Defence IQ: Paul, what would you say are perhaps the main challenges in covering through through-life support to amphibious platforms, and all of its associated infrastructure?

Blackmore: Well, there’s lots of things really, there is…I mean, the complexity of amphibious platforms, their size and how they’re deployed; the issue of SDSR (Strategic Defence and Security Review)…I’m not including any thoughts about SDSR or what that might mean, but we’ve got the issues that relate to the way that we work together. Clearly, we’re trying to reduce costs overall, across the enterprise, and that’s MoD and ourselves. And as you will probably appreciate, a lot of the costs that go into looking after amphibious platforms and through-life support costs is in people. And there is, if I’m honest with you, a lot of double-dipping, double-accounting, man-to-man marking that goes on within the MoD and industry enterprise. And treble S – the Surface Ship Support Alliance – will obviate that, we hope. And one of the biggest challenges is, where do those jobs go and what do you do with those people that you’ve re-deployed? At the same time, trying to maintain SQEP – suitably qualified experienced people – to continue to be able to maintain those ships, both now and in the future.
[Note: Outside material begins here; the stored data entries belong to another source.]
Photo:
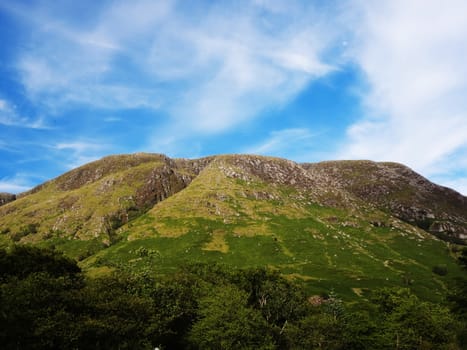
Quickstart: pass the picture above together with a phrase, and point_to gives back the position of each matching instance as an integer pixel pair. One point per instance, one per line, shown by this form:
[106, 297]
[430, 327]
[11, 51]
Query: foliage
[46, 303]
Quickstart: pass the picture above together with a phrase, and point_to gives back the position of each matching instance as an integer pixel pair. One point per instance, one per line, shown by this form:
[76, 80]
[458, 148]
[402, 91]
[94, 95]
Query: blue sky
[305, 80]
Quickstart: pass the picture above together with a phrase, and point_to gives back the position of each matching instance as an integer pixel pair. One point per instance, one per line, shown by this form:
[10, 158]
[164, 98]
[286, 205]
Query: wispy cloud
[10, 117]
[296, 144]
[209, 69]
[77, 153]
[17, 184]
[413, 56]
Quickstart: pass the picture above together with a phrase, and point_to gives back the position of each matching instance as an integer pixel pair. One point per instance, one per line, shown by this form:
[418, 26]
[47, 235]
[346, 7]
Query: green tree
[226, 322]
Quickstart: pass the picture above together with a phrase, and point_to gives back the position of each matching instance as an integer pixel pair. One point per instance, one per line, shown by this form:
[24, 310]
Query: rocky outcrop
[99, 197]
[401, 191]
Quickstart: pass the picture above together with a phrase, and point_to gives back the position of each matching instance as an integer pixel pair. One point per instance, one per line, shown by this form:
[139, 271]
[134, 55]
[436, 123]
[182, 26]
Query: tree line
[46, 302]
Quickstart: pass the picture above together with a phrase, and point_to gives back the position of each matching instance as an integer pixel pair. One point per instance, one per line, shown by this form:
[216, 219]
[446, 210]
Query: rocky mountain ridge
[96, 199]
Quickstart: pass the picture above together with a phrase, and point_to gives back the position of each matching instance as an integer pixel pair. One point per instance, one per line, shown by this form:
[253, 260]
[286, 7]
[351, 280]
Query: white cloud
[296, 144]
[10, 117]
[220, 65]
[413, 56]
[77, 153]
[19, 183]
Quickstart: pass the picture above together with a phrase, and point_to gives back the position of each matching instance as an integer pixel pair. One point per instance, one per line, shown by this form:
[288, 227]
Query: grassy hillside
[313, 223]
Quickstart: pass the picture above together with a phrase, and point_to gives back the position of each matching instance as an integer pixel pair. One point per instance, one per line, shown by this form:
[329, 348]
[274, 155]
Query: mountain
[397, 189]
[347, 225]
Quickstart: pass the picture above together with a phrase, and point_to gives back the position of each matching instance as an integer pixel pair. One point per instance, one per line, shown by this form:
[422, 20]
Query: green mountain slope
[312, 222]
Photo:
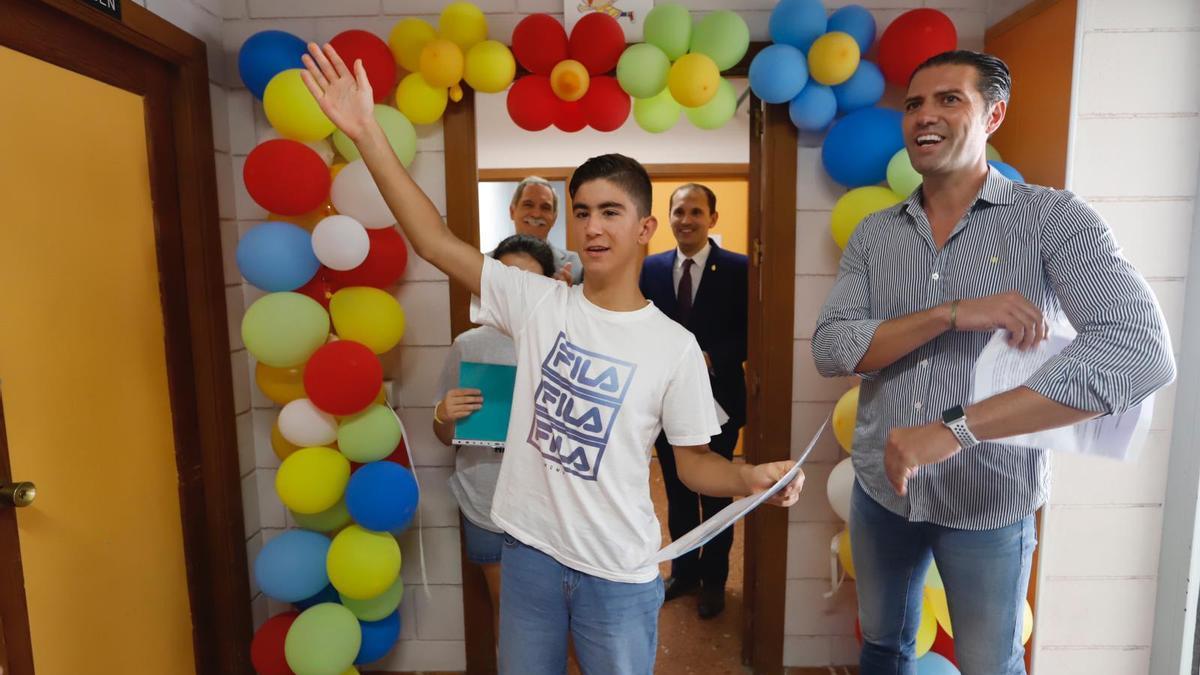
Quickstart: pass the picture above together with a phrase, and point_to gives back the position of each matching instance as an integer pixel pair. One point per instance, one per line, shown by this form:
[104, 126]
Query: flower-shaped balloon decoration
[568, 85]
[438, 60]
[679, 67]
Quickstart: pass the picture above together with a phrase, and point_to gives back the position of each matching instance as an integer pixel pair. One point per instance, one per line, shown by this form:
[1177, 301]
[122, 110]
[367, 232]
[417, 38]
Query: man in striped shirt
[921, 290]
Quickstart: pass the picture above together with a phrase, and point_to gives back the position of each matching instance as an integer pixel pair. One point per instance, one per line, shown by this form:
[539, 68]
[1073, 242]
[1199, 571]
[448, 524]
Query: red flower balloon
[539, 42]
[267, 650]
[911, 39]
[597, 41]
[387, 262]
[532, 102]
[286, 177]
[377, 59]
[342, 377]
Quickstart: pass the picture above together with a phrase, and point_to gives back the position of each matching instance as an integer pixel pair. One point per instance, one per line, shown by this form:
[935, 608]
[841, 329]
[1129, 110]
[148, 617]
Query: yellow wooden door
[83, 377]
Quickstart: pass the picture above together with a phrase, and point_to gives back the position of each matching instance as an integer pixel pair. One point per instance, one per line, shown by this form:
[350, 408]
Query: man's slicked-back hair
[995, 83]
[624, 172]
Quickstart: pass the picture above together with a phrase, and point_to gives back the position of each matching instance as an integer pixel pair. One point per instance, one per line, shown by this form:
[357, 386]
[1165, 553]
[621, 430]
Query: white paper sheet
[730, 514]
[1002, 368]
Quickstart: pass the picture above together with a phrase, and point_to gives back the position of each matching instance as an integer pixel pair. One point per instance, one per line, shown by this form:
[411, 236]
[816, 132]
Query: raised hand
[346, 99]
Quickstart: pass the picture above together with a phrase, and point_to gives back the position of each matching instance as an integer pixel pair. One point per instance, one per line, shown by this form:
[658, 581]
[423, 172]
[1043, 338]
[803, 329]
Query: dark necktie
[683, 296]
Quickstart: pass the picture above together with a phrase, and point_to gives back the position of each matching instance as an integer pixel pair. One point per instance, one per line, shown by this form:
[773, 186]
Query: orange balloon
[280, 384]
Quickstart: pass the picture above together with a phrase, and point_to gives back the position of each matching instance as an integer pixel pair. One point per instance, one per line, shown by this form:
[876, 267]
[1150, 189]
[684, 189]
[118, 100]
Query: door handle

So as I was saying earlier on, there was a recognition by the MoD in the early days, in the Defence Industrial Strategy (DIS), that it needed to be able to retain organic capability within the UK. The difficulty will be, how low can we go to maintain that level, but still make it a cost-effective way forward…if that’s not double Dutch?
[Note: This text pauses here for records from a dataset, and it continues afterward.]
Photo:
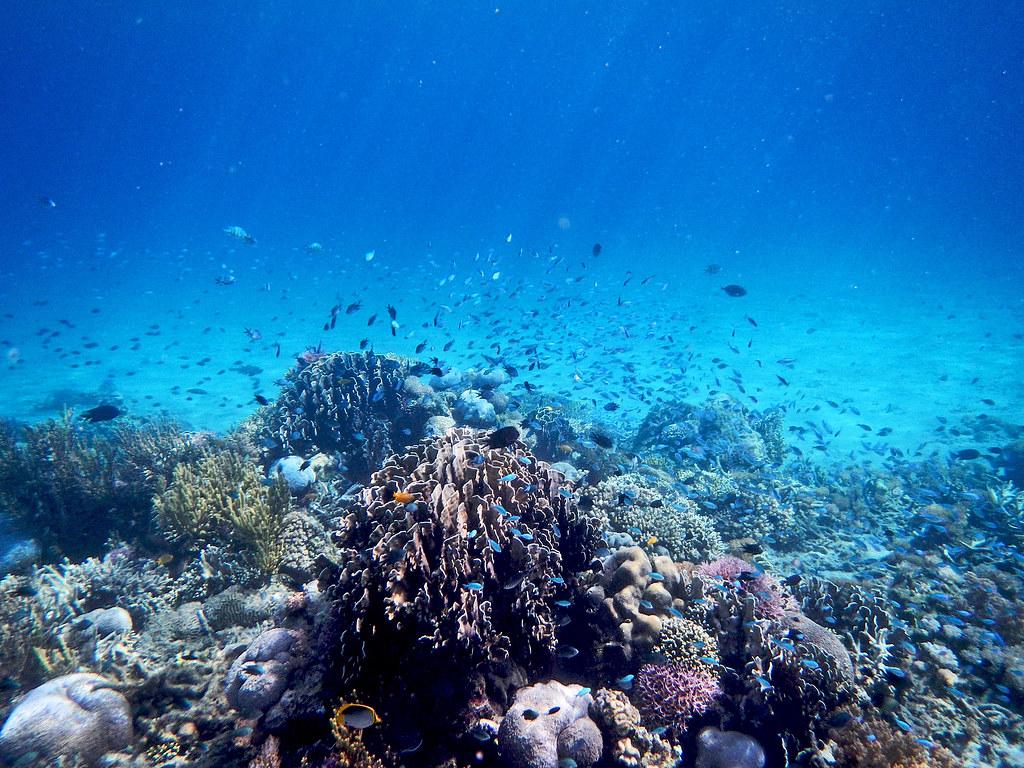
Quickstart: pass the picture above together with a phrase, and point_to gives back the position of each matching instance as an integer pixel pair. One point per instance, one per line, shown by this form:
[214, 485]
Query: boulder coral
[74, 716]
[547, 725]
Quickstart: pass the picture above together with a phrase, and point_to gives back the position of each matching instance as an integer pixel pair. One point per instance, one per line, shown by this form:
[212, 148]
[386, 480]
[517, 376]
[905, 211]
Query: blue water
[858, 170]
Defence IQ: No, not at all. And do you think that the Continuous Engineering Support arrangement will serve as a model for future military private navy support partnerships? Can you perhaps walk us through that?

Blackmore: CES, as we call it, is one strategy that we could use to improve the maintenance of war ships. I don’t think it’s an end state, because in it’s own right, it’s not actually taking the risk away from the MoD. I mean, what the MoD, as you probably would appreciate, always wants to do, is to actually devolve the risk to industry, wherever it can afford to do so. And CES doesn’t really do that, because we’re still back in that traditional type of approach of work that I mentioned just now, that they’re trying to move away from. It’s still a revenue type of role. Whereas, the contract for availability, whilst more risky for ourselves as an industry, really does take that risk away from the MoD. It gets all the benefits of the CES-type approach where appropriate. And it becomes a more cost-effective way for the ministry to do it.

So to answer your question in a long-winded way, I think it does serve as a model, but it’s only one element, and it’s not – I don’t think – the complete solution. It’s not the final solution that the MoD worked for in it’s longer term aims for reducing through-life support costs.